The presentation then explains how bubbles form and why they don’t always cause symptoms. It highlights: - “Silent” bubbles can exist without obvious symptoms. - Bubbles can form in tissues, the venous system, or (more dangerously) the arterial system. - Dive pattern matters: short deep exposures tend to stress “fast” tissues, long shallow exposures can load “slow” tissues, and long deep exposures can stress both.
A key section is the effects of bubbles: they can block blood flow, compress tissues, trigger clotting tendencies, and set off inflammatory reactions. That helps explain why DCI can look like so many different things—pain in joints, tingling, skin changes, extreme fatigue, headache, nausea, balance problems, weakness, confusion, or serious neurological deficits.

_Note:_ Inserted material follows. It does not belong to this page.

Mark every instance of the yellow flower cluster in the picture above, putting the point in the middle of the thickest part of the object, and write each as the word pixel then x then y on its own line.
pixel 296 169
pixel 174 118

It also emphasizes timing: many cases show symptoms early, but delayed onset can happen, and the earlier symptoms appear, the more concerning the case tends to be. The practical message is: “Healthy going into the water, sick coming out, no other explanation — think DCI.”
The presentation covers risk factors (the kind divers actually run into): multiple dives/day, multiple dive days, lots of ascents, dehydration, fatigue, age, and possible anatomical factors (like PFO). It also explores the complicated role of exercise: depending on timing and intensity, exercise may reduce bubble load in some scenarios, but strenuous activity after diving can also be a risk. There’s also discussion of intrapulmonary shunts opening during exercise, which matters because the lungs normally act as a filter for venous bubbles.
Diagnosis is presented as a structured approach: get a clear dive history, track symptom onset and evolution, do a thorough general exam, and (crucially) perform a careful neurological exam—even if the diver feels “mostly fine.”
Finally, treatment is explained in a way that makes sense: hyperbaric oxygen works by (1) shrinking bubbles with pressure, and (2) creating strong gradients that push inert gas out of bubbles while supporting oxygen delivery to tissues. It also outlines pulmonary barotrauma pathways and how lung injuries (like pneumothorax) can overlap with or complicate DCI-like presentations.
Overall, it’s a very usable “big picture” guide: why bubbles happen, what they do, what symptoms to respect, and why early oxygen/recompression is such a powerful tool.
Abstract
This training presentation gives an overview of decompression illness (DCI), including decompression sickness (DCS) and arterial gas embolism (AGE). It explains inert gas uptake and elimination, bubble formation mechanisms, how dive profiles influence where bubbles form, and how bubbles can cause injury through obstruction and inflammatory effects. It outlines common symptoms and their timing, key risk factors (including repetitive exposures and exertion), a practical diagnostic approach, and the rationale for hyperbaric oxygen treatment, while also reviewing pulmonary barotrauma complications.